Meine RegionMeine Artikel
AboAbonnieren

Zu Besuch im Kölner Kloster„Wir sind alle keine Heiligen“

Lesezeit 7 Minuten
Schwester Agnes hat unsere Reporterin im Kloster willkommen geheißen.

Schwester Agnes hat unsere Reporterin im Kloster willkommen geheißen.

Ein Leben, das sich um ganz um Gott dreht: Schwester Agnes hat darin Erfüllung gefunden. Wie sieht der Alltag einer Nonne aus? 

Ihre Gebete wurden erhört. Da ist sie sich sicher. So sicher, dass aus Agnes kurz darauf Schwester Agnes wurde. Nur eine Auszeit möglichst nah bei Gott sollten die drei Tage sein, die sie als 26-Jährige im Kloster der Benediktinerinnen verbringen durfte. Als die junge Frau die Backsteinmauern des Gebäudes wieder verlässt, ein Frühlingstag an Ostern, bekommt sie eine Nachricht. Es erfüllt sich, wofür sie gebetet hat – wie auf Bestellung. Zwei ihrer liebsten Menschen, seit einer gefühlten Ewigkeit zerstritten, wollen miteinander sprechen. Schwester Agnes' persönliches Wunder.

Der heilige Benedikt steht in vielfacher Ausführung im Kloster. Laut seiner Lehre ist die Arbeit ein wichtiger Teil des Glaubens. Die Nonnen sorgen deshalb persönlich dafür, dass das große Kloster nicht einstaubt.

Der heilige Benedikt steht in vielfacher Ausführung im Kloster. Laut seiner Lehre ist die Arbeit ein wichtiger Teil des Glaubens. Die Nonnen sorgen deshalb persönlich dafür, dass das große Kloster nicht einstaubt.

Seit 20 Jahren lebt sie mit Gott im Süden von Köln, hat ihr Leben für ihn umgekrempelt. Eines blieb aber gleich: „An das frühe Aufstehen gewöhnt man sich nie“, sagt die 46-Jährige müde lachend.

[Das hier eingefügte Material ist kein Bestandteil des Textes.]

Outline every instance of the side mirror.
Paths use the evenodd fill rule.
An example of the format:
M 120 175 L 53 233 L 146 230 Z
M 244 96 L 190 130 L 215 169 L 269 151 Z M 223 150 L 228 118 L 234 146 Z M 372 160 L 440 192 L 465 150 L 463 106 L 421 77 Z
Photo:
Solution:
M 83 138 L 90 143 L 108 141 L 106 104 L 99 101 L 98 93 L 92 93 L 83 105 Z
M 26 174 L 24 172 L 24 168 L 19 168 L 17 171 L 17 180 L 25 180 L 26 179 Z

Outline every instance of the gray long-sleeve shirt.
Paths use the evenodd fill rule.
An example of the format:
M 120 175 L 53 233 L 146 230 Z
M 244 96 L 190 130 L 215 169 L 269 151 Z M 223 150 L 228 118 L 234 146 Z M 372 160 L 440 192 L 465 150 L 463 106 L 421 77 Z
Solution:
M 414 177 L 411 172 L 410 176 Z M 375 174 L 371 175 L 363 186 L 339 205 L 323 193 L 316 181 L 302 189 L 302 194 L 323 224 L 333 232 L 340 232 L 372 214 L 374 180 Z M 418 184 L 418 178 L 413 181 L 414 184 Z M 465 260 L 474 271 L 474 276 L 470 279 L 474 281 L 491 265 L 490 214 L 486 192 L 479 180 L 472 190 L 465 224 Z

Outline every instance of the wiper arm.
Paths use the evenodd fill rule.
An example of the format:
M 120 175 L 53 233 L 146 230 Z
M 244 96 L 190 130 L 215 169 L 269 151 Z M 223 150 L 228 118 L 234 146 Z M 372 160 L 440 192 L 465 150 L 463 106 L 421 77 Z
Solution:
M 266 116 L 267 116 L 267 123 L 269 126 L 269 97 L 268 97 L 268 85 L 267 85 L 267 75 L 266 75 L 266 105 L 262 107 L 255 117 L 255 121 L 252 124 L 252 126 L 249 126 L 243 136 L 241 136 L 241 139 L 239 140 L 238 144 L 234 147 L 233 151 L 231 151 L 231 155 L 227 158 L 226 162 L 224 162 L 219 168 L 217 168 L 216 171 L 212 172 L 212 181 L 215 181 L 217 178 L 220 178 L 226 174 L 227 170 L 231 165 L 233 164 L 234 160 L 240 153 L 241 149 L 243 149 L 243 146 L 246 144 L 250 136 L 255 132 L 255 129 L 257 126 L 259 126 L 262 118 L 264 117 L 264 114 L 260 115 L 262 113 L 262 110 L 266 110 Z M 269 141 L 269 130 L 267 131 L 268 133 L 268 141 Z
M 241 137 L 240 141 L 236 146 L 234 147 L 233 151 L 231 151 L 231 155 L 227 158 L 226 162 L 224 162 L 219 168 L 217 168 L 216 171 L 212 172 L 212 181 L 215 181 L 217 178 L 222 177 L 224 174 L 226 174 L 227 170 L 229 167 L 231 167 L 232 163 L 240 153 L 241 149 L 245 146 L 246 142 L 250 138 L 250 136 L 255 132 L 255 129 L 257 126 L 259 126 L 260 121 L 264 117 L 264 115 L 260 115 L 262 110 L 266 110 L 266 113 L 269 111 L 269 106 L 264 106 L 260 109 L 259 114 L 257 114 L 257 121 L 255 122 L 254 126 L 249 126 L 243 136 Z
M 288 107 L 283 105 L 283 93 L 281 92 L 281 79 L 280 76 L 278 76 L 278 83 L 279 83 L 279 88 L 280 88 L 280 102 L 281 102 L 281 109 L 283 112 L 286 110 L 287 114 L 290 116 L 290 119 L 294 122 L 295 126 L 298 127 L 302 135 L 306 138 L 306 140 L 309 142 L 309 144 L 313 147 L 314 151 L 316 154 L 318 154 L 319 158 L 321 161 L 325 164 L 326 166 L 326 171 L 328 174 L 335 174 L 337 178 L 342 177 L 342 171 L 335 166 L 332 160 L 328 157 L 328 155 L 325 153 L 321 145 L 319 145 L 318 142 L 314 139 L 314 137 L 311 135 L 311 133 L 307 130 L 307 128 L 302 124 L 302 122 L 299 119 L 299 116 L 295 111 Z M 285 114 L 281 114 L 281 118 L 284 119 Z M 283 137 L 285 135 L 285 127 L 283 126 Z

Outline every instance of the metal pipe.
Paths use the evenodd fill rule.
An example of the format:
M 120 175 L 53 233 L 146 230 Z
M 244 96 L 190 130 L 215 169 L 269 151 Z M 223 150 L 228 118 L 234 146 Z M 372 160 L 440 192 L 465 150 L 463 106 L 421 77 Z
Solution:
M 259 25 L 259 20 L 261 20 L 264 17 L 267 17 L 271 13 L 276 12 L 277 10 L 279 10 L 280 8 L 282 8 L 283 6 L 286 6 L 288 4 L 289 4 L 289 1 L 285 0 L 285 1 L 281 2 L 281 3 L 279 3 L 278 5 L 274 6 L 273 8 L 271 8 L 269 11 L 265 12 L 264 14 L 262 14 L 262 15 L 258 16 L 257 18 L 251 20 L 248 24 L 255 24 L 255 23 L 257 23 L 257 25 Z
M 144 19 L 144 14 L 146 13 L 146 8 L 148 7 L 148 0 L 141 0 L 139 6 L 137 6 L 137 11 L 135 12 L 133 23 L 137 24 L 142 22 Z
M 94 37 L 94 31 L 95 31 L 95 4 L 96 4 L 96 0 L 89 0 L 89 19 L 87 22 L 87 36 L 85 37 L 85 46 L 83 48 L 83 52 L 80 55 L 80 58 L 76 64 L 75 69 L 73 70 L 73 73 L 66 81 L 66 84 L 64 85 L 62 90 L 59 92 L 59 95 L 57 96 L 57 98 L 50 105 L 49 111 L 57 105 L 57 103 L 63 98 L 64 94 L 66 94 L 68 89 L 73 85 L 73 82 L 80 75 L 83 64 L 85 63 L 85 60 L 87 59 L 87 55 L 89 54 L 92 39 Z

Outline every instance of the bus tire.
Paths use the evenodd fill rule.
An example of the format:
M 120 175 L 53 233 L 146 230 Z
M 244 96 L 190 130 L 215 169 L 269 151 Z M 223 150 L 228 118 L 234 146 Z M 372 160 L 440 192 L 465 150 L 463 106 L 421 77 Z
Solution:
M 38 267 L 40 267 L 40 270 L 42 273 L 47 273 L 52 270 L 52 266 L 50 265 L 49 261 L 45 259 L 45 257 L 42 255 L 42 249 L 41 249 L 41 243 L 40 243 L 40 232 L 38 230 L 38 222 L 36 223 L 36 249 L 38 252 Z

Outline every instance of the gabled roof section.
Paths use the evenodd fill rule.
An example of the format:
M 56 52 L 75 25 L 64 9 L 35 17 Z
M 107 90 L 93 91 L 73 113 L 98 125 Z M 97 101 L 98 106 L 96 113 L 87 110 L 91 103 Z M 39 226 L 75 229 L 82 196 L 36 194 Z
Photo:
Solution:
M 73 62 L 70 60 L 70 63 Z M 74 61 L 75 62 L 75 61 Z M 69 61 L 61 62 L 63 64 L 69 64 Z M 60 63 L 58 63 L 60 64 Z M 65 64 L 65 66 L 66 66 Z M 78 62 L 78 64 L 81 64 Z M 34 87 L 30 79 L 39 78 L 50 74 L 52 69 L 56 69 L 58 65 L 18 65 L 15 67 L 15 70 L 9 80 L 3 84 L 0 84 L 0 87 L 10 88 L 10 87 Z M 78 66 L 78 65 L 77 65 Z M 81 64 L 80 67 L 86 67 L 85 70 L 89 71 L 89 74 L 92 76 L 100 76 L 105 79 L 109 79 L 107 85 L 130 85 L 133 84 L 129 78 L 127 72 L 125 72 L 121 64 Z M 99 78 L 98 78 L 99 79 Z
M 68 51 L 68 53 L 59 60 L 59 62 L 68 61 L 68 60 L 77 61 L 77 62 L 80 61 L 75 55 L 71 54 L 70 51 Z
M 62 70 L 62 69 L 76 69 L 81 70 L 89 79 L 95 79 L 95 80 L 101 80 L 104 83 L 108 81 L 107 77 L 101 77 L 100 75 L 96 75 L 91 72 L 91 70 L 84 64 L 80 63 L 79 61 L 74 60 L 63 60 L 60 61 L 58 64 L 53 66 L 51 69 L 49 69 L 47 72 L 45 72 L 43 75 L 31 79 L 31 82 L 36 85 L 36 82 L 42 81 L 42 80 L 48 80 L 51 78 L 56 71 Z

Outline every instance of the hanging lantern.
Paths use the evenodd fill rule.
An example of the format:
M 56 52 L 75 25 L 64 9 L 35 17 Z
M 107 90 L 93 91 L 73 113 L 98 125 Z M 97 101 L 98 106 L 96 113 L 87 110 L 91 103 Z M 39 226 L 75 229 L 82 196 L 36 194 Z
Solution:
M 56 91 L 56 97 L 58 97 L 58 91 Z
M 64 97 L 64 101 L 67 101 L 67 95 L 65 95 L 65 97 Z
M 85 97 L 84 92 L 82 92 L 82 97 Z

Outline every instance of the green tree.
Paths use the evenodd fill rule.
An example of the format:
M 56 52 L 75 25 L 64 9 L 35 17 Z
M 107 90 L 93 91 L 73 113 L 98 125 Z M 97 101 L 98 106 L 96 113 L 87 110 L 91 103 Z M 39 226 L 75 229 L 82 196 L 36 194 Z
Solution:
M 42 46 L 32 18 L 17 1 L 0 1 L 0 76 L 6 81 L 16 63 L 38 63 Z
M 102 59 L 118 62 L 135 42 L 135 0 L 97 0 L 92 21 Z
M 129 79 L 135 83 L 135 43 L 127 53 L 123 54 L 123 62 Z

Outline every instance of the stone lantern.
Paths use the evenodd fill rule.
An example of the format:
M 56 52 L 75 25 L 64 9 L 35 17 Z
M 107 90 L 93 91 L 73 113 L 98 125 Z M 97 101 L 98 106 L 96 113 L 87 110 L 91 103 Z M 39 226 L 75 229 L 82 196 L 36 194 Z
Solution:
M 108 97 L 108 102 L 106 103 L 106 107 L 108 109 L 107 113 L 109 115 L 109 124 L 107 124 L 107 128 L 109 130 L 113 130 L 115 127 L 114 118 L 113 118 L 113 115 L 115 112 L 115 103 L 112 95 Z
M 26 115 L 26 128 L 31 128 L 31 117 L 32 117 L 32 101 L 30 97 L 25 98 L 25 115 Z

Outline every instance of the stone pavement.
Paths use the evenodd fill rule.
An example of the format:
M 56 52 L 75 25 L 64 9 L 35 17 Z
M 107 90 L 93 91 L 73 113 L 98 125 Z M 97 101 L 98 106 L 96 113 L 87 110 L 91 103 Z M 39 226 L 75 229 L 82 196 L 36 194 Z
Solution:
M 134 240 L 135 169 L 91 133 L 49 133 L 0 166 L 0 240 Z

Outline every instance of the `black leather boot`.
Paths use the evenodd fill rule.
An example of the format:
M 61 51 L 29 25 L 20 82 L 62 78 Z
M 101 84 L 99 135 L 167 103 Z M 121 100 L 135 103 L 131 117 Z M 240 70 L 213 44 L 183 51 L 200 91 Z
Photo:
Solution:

Vor dem Fenster der Teeküche mit Blick zur Brühler Straße ist es noch dunkel und eiskalter Wind pfeift um das Kloster. Ein schwarzer Schleier rahmt ihr Gesicht ein, bringt ihre blauen Augen zum Blitzen.

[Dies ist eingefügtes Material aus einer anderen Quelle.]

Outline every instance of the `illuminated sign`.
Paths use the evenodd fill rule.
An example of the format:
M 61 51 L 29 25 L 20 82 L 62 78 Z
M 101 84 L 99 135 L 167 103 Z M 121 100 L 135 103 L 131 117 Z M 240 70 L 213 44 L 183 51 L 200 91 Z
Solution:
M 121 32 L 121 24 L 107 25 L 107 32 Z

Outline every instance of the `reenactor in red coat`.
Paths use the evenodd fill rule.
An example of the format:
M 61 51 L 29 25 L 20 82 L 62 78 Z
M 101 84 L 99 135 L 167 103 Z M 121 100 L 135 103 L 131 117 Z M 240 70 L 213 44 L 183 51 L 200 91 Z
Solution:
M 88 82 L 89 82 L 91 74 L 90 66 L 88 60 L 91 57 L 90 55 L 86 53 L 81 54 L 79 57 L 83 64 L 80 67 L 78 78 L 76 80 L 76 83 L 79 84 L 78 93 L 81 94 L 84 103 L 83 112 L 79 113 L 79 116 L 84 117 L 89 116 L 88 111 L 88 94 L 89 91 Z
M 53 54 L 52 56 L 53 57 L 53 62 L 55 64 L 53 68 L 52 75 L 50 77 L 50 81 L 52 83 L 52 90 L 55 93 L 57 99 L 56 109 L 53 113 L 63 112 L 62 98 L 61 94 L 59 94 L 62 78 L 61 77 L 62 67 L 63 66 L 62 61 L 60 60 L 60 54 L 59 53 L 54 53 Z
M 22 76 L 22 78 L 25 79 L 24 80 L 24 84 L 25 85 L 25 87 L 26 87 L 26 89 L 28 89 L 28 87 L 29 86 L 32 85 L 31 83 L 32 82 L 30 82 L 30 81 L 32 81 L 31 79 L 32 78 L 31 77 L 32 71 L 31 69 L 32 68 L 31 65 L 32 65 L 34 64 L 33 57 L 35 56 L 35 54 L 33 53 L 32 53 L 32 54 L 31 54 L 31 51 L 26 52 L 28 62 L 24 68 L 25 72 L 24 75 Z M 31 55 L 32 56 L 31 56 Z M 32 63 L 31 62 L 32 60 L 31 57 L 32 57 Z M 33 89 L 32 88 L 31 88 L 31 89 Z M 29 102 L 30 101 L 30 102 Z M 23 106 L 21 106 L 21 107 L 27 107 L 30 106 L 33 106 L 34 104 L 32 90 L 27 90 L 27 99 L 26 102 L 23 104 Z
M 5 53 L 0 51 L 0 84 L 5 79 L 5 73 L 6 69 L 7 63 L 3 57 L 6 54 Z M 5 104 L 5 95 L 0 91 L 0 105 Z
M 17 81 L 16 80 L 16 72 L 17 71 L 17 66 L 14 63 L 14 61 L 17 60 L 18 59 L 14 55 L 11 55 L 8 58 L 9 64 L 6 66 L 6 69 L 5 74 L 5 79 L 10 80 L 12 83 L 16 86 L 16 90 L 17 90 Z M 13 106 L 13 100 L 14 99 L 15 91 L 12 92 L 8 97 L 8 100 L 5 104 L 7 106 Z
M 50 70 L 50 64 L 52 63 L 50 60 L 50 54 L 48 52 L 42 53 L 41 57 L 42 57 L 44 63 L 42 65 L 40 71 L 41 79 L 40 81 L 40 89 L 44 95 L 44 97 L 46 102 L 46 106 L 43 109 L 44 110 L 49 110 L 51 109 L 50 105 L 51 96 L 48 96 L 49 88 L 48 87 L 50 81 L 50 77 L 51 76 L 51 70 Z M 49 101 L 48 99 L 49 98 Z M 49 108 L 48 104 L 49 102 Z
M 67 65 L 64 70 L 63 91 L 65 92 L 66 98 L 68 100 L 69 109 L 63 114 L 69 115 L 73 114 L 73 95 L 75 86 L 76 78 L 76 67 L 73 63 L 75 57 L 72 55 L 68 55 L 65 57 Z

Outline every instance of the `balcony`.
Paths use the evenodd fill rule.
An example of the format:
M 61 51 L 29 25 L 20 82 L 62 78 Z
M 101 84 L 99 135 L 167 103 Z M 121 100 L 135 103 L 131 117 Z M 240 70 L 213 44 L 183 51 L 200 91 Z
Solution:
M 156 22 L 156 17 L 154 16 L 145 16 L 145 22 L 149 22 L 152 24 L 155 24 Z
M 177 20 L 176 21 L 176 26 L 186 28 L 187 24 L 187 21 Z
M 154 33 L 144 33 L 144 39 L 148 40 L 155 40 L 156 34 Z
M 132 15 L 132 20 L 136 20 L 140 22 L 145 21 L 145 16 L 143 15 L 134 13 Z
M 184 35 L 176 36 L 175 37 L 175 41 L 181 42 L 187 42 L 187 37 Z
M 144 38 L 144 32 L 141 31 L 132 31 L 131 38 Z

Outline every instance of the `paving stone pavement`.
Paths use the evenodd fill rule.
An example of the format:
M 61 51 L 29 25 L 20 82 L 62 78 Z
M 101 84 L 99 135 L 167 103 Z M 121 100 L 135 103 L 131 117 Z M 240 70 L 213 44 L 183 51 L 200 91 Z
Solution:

Um 6 Uhr begannen sie und ihre Schwestern den Tag mit dem Morgengebet, der Laudes, in der Kirche direkt am Kloster. Gleich geht es mit der heiligen Messe um 7.30 Uhr weiter. „Das ist das Highlight unseres Tages, dann fühlen wir uns Gott am nächsten“, erklärt sie, während die Tasse vor ihr dampft. Fünf Mal beten die Schwestern pro Tag gemeinsam, das letzte Mal um 19 Uhr.

Kloster

Das Kloster in Köln

Besonders hart war es heute aufzustehen, weil Schwester Agnes gestern ihren Arbeitstag im Krankhaus hatte. Vier Mal im Monat taucht sie in die normale Arbeitswelt ab, um ihre Kenntnisse frisch zu halten. Vor rund zwei Jahren hat sie eine Pflegeausbildung abgeschlossen − aus Zuneigung zu ihren älteren Mitschwestern. „Wer ins Kloster geht, möchte dort auch bis zum Tod bleiben.“ Aktuell braucht nur die Älteste Hilfe. Die 87-Jährige wird gleich auf ihren Rollator gelehnt vor den Altar fahren und in der Kirche nur ein paar Plätze weiter von der jüngsten Schwester sitzen, die 25 Jahre alt ist.

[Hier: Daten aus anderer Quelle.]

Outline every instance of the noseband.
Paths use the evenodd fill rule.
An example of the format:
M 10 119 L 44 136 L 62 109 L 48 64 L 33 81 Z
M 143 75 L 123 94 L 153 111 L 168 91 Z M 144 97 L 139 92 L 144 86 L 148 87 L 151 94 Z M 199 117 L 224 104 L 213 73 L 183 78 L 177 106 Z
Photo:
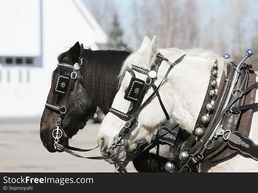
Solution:
M 132 102 L 133 107 L 126 113 L 117 110 L 113 108 L 109 109 L 109 112 L 118 116 L 124 120 L 127 120 L 119 133 L 116 135 L 113 139 L 113 142 L 108 148 L 108 151 L 111 154 L 113 161 L 116 162 L 118 166 L 122 170 L 126 172 L 126 170 L 116 155 L 114 150 L 117 147 L 123 144 L 125 142 L 128 141 L 126 137 L 127 134 L 130 130 L 134 124 L 137 120 L 137 116 L 143 108 L 156 94 L 157 95 L 159 102 L 167 120 L 169 119 L 169 116 L 161 101 L 158 90 L 164 80 L 167 77 L 171 69 L 174 66 L 181 62 L 186 55 L 183 55 L 174 63 L 169 61 L 168 59 L 160 54 L 157 56 L 156 60 L 154 64 L 151 67 L 151 70 L 145 69 L 137 66 L 132 65 L 131 69 L 128 68 L 126 71 L 132 75 L 133 77 L 131 79 L 129 86 L 124 96 L 126 100 Z M 159 84 L 157 87 L 154 84 L 154 81 L 157 75 L 158 70 L 161 63 L 163 61 L 167 62 L 169 65 L 169 67 L 166 74 Z M 147 76 L 145 80 L 136 78 L 135 74 L 133 71 L 143 74 Z M 121 81 L 122 81 L 123 78 Z M 121 83 L 119 84 L 121 84 Z M 153 92 L 142 105 L 144 96 L 146 94 L 148 88 L 151 85 L 153 90 Z M 130 161 L 132 161 L 130 160 Z

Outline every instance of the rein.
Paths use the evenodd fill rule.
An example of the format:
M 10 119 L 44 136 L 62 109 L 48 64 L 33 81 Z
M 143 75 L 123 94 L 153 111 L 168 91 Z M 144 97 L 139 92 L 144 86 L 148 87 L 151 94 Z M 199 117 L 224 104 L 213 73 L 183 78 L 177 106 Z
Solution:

In einer Zweierreihe laufen die Nonnen mit kleinen, schnellen Schritten in die Kirche, dann ein routinierte Verbeugung vor dem Altar. Der Pastor steht bereits dahinter. Für die Messe fährt er täglich her. „Fürchte dich nicht! Glaube nur!“, liest er an einem Punkt aus dem Evangelium. „Was uns alle verbindet, ist dass wir uns so stark von Gott angesprochen fühlten, dass wir Antworten wollten“, erklärt Schwester Agnes nach der Messe. Sie steht in der „Apotheke“ des Klosters, einem kleinen Raum mit einem schweren Eichenschrank, aus dem sie Medikamente für die Älteste in eine Dose sortiert.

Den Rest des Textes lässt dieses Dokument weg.